Come ha detto il professor Pace, “C’è del metodo in questa follia!” citando Polonio dell’Amleto di Shakespeare.
Per indorare la pillola, l’abile piazzista ha aggiunto una serie di norme a carattere plebiscitario e ad impatto mediatico, come la riduzione del numero dei parlamentari.
Il problema di fondo, su cui tutti i costituzionalisti concordano è quello secondo il quale l’ art. 138 della Costituzione (quello che prevede il procedimento di riforma della Carta fondamentale), non consente che vengano cambiati 5-6 punti qualificanti della Costituzione tutti insieme, per fare ciò infatti sarebbe necessaria una nuova Costituente, non essendo possibile un referendum su temi tanto disomogenei, che però saranno decisi con un unico si o no.

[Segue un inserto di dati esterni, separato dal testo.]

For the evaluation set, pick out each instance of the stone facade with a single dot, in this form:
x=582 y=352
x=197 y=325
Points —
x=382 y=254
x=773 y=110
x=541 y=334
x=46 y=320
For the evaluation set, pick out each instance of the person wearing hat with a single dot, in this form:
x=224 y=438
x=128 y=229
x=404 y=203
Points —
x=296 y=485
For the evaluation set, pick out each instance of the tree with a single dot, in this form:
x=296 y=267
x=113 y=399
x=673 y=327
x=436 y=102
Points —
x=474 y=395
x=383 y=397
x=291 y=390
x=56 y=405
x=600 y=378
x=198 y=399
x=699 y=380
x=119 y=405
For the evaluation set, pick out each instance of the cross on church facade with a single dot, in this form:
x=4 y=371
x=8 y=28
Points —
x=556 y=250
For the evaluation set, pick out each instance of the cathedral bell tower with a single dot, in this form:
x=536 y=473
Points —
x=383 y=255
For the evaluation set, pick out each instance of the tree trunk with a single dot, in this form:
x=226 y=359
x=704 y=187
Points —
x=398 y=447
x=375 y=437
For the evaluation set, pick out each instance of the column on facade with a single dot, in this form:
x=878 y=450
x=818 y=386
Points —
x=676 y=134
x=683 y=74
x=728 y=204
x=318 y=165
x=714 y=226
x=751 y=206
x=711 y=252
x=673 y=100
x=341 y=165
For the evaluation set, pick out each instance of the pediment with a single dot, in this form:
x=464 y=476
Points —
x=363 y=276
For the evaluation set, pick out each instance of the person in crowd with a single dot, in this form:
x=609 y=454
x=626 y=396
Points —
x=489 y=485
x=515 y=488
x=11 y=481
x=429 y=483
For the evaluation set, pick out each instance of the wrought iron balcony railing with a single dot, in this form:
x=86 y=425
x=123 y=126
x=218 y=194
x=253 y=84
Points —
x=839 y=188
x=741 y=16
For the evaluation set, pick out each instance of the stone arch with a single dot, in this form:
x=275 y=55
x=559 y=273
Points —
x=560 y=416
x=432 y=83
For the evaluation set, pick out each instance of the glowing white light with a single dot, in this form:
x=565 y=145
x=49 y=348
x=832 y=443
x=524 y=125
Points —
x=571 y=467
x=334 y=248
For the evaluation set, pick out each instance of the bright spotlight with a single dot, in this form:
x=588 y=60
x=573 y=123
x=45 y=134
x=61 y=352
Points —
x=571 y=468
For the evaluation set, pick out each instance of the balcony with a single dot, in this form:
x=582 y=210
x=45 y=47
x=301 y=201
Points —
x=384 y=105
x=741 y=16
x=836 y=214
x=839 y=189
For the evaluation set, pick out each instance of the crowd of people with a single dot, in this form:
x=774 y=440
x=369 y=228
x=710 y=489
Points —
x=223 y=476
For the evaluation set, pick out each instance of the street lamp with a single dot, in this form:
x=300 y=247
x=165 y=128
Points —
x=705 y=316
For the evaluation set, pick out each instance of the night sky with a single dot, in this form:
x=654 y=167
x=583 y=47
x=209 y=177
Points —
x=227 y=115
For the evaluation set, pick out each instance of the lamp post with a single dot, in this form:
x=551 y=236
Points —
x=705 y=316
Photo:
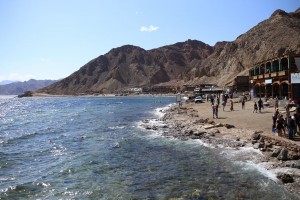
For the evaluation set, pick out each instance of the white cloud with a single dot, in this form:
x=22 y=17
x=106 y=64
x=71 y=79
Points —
x=17 y=77
x=149 y=28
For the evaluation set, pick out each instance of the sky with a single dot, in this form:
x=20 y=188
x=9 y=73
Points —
x=51 y=39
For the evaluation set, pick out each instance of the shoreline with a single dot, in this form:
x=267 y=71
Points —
x=238 y=130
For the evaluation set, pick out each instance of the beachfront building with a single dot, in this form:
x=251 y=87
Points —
x=239 y=84
x=276 y=77
x=207 y=89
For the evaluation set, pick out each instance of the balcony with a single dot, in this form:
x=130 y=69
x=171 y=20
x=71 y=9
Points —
x=274 y=74
x=282 y=73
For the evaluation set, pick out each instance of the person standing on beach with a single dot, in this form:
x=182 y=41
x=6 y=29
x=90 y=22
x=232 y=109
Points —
x=291 y=127
x=276 y=103
x=213 y=106
x=280 y=125
x=260 y=104
x=243 y=104
x=255 y=107
x=217 y=110
x=231 y=105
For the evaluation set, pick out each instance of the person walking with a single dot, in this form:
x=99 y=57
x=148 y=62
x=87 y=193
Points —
x=276 y=103
x=291 y=127
x=243 y=104
x=260 y=104
x=280 y=125
x=231 y=105
x=213 y=106
x=255 y=107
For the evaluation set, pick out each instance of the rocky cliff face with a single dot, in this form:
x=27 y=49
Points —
x=192 y=62
x=273 y=37
x=131 y=66
x=16 y=88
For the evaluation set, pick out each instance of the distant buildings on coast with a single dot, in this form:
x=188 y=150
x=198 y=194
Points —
x=276 y=77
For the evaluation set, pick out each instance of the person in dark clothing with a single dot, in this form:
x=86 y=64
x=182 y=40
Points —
x=260 y=104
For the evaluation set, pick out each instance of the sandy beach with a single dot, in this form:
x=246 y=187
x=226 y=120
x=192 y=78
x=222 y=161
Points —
x=237 y=129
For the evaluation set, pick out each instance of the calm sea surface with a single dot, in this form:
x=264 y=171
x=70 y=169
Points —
x=93 y=148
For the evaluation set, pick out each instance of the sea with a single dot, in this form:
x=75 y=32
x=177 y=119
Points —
x=96 y=148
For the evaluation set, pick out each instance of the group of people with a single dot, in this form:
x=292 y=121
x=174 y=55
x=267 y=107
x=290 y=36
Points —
x=288 y=126
x=215 y=102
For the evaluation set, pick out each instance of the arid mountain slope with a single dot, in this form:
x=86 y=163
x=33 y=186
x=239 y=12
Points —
x=131 y=66
x=16 y=88
x=276 y=36
x=192 y=62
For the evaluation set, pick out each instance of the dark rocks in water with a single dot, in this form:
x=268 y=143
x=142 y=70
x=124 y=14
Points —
x=276 y=152
x=229 y=126
x=255 y=136
x=293 y=156
x=283 y=155
x=199 y=133
x=296 y=164
x=26 y=94
x=285 y=178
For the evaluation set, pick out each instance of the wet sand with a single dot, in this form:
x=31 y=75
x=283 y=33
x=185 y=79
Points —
x=235 y=129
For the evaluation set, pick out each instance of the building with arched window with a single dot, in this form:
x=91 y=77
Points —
x=277 y=77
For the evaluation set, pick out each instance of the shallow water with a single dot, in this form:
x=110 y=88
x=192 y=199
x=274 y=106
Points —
x=93 y=148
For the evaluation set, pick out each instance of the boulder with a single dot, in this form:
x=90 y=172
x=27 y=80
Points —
x=283 y=155
x=255 y=136
x=275 y=152
x=285 y=178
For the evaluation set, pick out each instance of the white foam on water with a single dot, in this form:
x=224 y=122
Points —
x=250 y=159
x=160 y=112
x=260 y=168
x=116 y=127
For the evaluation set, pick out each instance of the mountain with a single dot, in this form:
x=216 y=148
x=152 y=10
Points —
x=5 y=82
x=131 y=66
x=16 y=88
x=276 y=36
x=191 y=62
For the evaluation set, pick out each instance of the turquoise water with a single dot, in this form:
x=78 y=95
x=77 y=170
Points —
x=93 y=148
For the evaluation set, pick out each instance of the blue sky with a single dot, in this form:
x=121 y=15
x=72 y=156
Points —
x=51 y=39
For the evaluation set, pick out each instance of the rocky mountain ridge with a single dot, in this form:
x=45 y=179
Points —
x=16 y=88
x=191 y=62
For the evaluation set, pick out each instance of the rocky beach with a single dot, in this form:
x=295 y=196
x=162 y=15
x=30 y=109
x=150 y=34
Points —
x=238 y=130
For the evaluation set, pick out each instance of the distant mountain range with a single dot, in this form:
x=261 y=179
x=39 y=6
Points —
x=191 y=62
x=16 y=88
x=5 y=82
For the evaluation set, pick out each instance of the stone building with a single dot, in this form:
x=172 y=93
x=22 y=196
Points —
x=276 y=77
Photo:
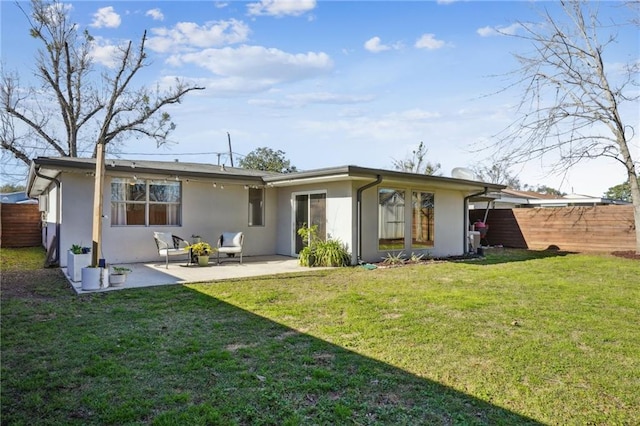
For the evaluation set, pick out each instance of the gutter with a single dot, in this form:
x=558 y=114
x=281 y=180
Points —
x=56 y=260
x=465 y=221
x=359 y=207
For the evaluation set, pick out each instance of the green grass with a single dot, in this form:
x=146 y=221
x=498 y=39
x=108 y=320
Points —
x=21 y=259
x=517 y=338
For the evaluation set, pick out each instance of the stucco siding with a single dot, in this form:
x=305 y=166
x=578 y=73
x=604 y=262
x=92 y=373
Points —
x=448 y=212
x=77 y=204
x=206 y=211
x=339 y=213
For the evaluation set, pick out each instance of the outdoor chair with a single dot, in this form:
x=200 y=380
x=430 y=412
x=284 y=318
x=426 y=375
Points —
x=170 y=245
x=231 y=244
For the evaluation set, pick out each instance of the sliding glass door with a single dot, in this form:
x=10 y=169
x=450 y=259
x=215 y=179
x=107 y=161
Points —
x=309 y=209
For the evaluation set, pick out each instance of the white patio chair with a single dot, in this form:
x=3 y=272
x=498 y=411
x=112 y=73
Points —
x=231 y=244
x=170 y=245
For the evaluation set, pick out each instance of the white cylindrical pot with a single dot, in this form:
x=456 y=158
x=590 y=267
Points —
x=94 y=278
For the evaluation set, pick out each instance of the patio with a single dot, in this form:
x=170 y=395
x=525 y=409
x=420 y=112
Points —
x=154 y=273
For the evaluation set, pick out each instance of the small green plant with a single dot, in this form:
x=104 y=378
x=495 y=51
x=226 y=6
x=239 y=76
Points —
x=201 y=248
x=318 y=252
x=120 y=270
x=394 y=259
x=78 y=249
x=331 y=253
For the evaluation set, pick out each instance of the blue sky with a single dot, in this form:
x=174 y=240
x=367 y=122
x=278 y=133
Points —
x=331 y=83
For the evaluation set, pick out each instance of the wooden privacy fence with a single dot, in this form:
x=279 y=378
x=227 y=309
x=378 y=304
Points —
x=21 y=226
x=581 y=229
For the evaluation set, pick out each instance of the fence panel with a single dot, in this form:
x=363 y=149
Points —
x=582 y=229
x=21 y=225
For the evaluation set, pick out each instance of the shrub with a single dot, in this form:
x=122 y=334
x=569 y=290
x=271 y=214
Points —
x=321 y=253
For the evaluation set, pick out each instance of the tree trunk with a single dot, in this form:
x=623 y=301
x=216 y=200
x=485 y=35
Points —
x=98 y=194
x=635 y=197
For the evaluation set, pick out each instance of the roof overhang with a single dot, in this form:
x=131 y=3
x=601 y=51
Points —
x=389 y=177
x=45 y=169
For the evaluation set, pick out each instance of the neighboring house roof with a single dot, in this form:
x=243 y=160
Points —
x=19 y=197
x=513 y=198
x=44 y=169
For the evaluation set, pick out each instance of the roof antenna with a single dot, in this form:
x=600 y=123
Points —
x=230 y=151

L’intervento di Furio Colombo, direttore de L’Unità è stato incentrato sulla figura del premier e sui pericoli, ormai palesi a tutti di una nuova dittatura incentrata sul culto della personalità, dopo aver vissuto in questi cinque anni in una dittatura della maggioranza che ha consentito a personaggi della P2 ad ammonire tutti noi su ciò che è morale e immorale in questo paese, una cosa inaccettabile.
Carlo Ghezzi, presidente della Fondazione Di Vittorio ha portato nel dibattito spunti interessanti sul carattere sociale della Costituzione, sulle sue radici sociali, ribadendo come oggi i sindacati, con la CGIL in prima fila, siano schierati a difesa della Costituzione.
Il presidente della fondazione, che prende il nome dallo storico segretario della CGIL negli 1944-1948 nonché partigiano antifascista e Costituente, Giuseppe Di Vittorio, ha ricordato come il tema del lavoro sia stato ignorato dal governo, ha accusato le diverse forze politiche che nel corso degli anni hanno sempre ritenuto sconfitte le lotte dei lavoratori, una convinzione che ha portato questo ed altri governi a lanciare attacchi ai lavoratori, credendoli ormai annientati definitivamente, scontrandosi invece con la pronta reazione delle classi lavoratrici, che ha portato alle lotte degli ultimi anni compresa quella contro la cancellazione dell’art. 18 dello Statuto dei Lavoratori.
Quella a La Sapienza è stata una giornata di lotta, una giornata di Resistenza, oggi resistiamo perché la lotta partigiana è un pilastro della Costituzione e la Costituzione è pace, è libertà, è diritti.
Noi tutti ci auguriamo di avere tra qualche mese un nuovo governo, che garantisca la pace e le libertà, ma ci auguriamo anche che la lotta per la realizzazione della Costituzione formale e materiale continui anche dopo le elezioni e dopo il referendum, per garantire i diritti violati dei, perché vengano assicurati quei diritti negati che sanciscono ogni giorno una violazione della Costituzione, nel campo del lavoro, dello studio, della casa, della dignità della persona.